Zahlungspflicht auch ohne Zustimmung

Auch die Kosten können die Eigentümer flexibler als bisher untereinander aufteilen. Bei Umbauten jenseits von Modernisierung, Instandhaltung und Reparatur gilt eigentlich: Zahlen müssen nur die Eigentümer, die zugestimmt haben. Allerdings kann die Eigentümerversammlung ein abweichende Verteilung der Kosten beschließen. Der Verteilungsschlüssel muss sich an der Möglichkeit der Nutzung der Umbauten orientieren und ist dann für alle verbindlich. Einziger Ausweg für Eigentümer, die sich überfordert fühlen: Sie können vor Gericht geltend machen, dass sie unbillig beeinträchtigt werden oder sich die Eigenart der Wohnanlage ändert. Wenn sie damit Erfolg haben, stoppt das Gericht die beschlossenen Bauarbeiten.

Vorrang in der Zwangsvollstreckung

Einen kleinen Vorteil bekommen Eigentümergemeinschaften durch Änderungen im Zwangsvollstreckungsrecht bei der Durchsetzung von Hausgeldzahlungen für die Verwaltung, laufende Kosten und Reparaturen. Bis zu einer Höhe von 5 Prozent des Verkehrswerts der Wohnung sind Hausgeldrückstände jetzt vorrangig gegenüber Forderungen von Banken - auch wenn diese per Grundschuld oder Hypothek gesichert sind. Mit anderen Worten: Bei einer Zwangsverwaltung oder Zwangsversteigerung bekommt jetzt zunächst die Wohnungseigentümergemeinschaft ausstehendes Hausgeld. Bisher galt in der Regel: Nach einer Zwangsversteigerung erhielten zunächst die Banken ihr Geld, während die Eigentümergemeinschaft ihre Hausgeldforderungen oft abschreiben konnte. Allerdings: In vielen Fällen dürfte der Eigentümergemeinschaft dennoch Geld verloren gehen. Die Obergrenze von 5 Prozent des Verkehrswerts wird oft nicht reichen, um Hausgeldrückstände auszugleichen.
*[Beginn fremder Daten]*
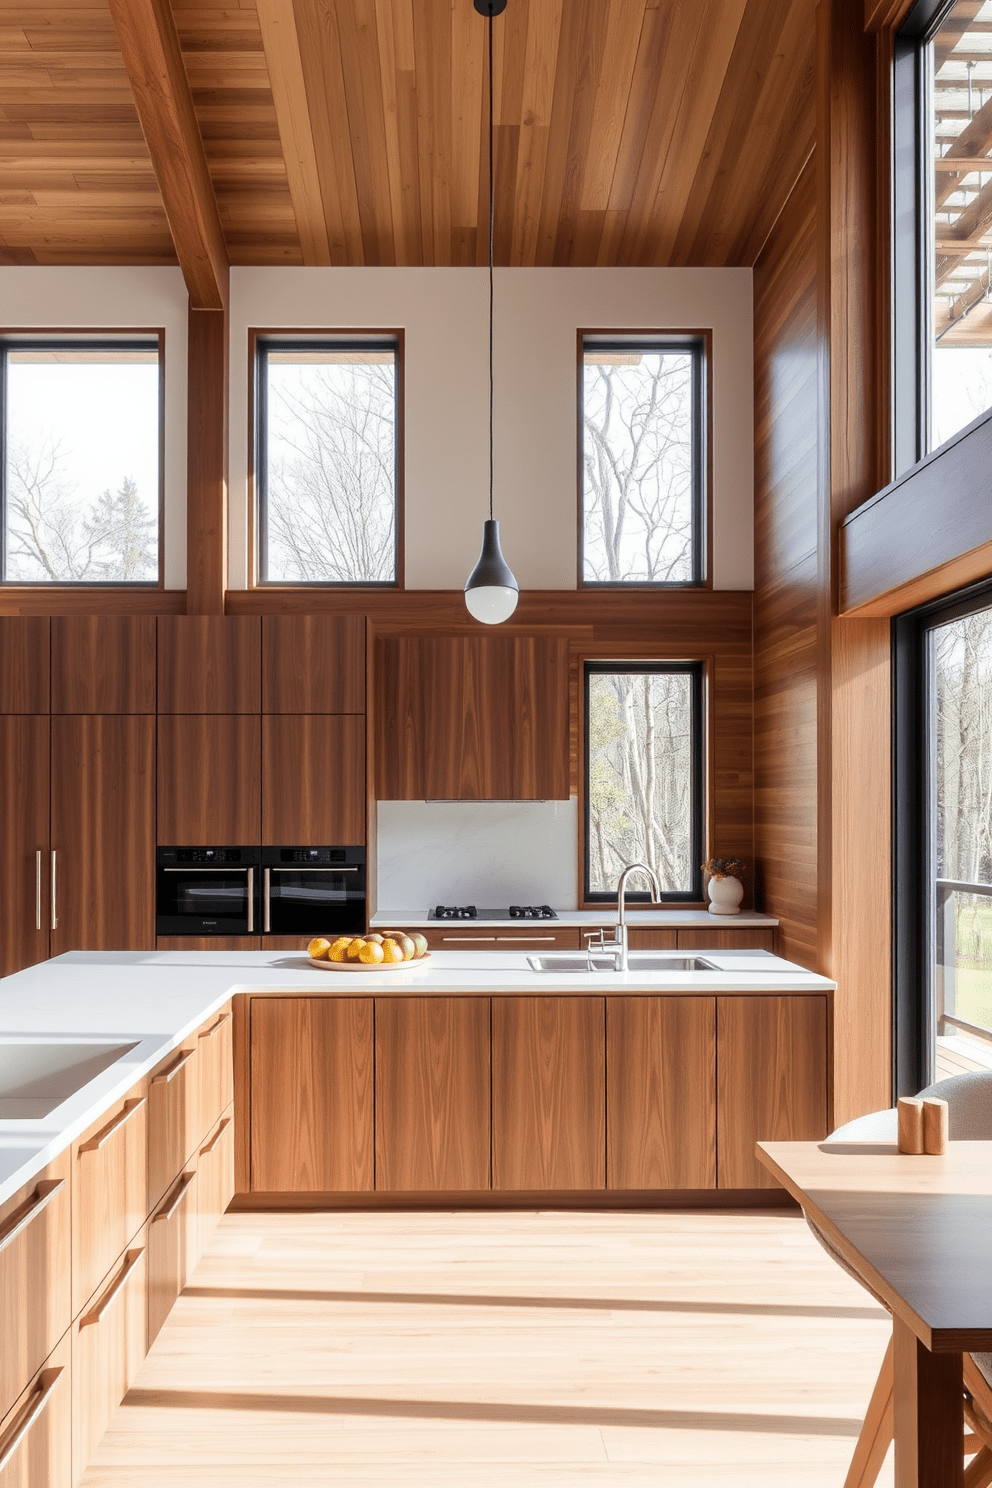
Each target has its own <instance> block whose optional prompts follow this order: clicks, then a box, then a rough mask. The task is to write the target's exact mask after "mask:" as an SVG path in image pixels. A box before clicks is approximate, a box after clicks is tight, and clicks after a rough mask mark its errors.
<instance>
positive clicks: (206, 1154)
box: [199, 1116, 231, 1158]
mask: <svg viewBox="0 0 992 1488" xmlns="http://www.w3.org/2000/svg"><path fill="white" fill-rule="evenodd" d="M229 1125H231V1116H226V1117H225V1119H223V1120H222V1123H220V1126H219V1128H217V1131H216V1132H214V1134H213V1137H211V1138H210V1141H208V1143H207V1146H205V1147H201V1149H199V1155H201V1158H205V1156H207V1155H208V1153H211V1152H213V1150H214V1147H216V1146H217V1143H219V1141H220V1138H222V1137H223V1134H225V1132H226V1129H228V1126H229Z"/></svg>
Transparenz bei der Verwaltung

Das neue Wohnungseigentumsgesetz sorgt auch für mehr Transparenz bei der Verwaltung. Der Verwalter oder Vorsitzende der Wohnungseigentümerversammlung müssen künftig sämtliche Beschlüsse der Gemeinschaft und Gerichtsurteile über Streitigkeiten dokumentieren und aufbewahren. Das erleichtert es vor allem Wohnungskäufern, sich ein vollständiges und zuverlässiges Bild vom Zustand und Wert der Immobilie und von der Eigentümergemeinschaft zu verschaffen.

Teilungserklärung geht oft vor

Das Grundgesetz einer Eigentümergemeinschaft bleibt die so genannte Teilungserklärung. Sie ist Bestandteil der Grundbucheintragung und regelt die Rechte und Pflichten der Eigentümer untereinander. Auch Regelungen, die vom Wohnungseigentumsgesetz abweichen, sind oft wirksam. Allerdings: Klauseln über die Verteilung von Betriebs- und Instandhaltungskosten können die Eigentümer mit Inkrafttreten des neuen Wohnungseigentumsgesetzes durch Mehrheitsbeschlüsse außer Kraft setzen. Ebenfalls neu: Einzelne Wohnungseigentümer haben ab Juli das Recht, eine Anpassung der Teilungserklärung zu verlangen, wenn die geltende Regelung grob unfair ist. Möglicher Anwendungsfall sind frisch in Wohnungseigentum umgewandelte Immobilien, bei denen sich der ursprüngliche Eigentümer der Immobilie zugunsten von Wohnungen, die er zunächst noch selbst behalten will, umfangreiche Sondernutzungsrechte eingeräumt hat.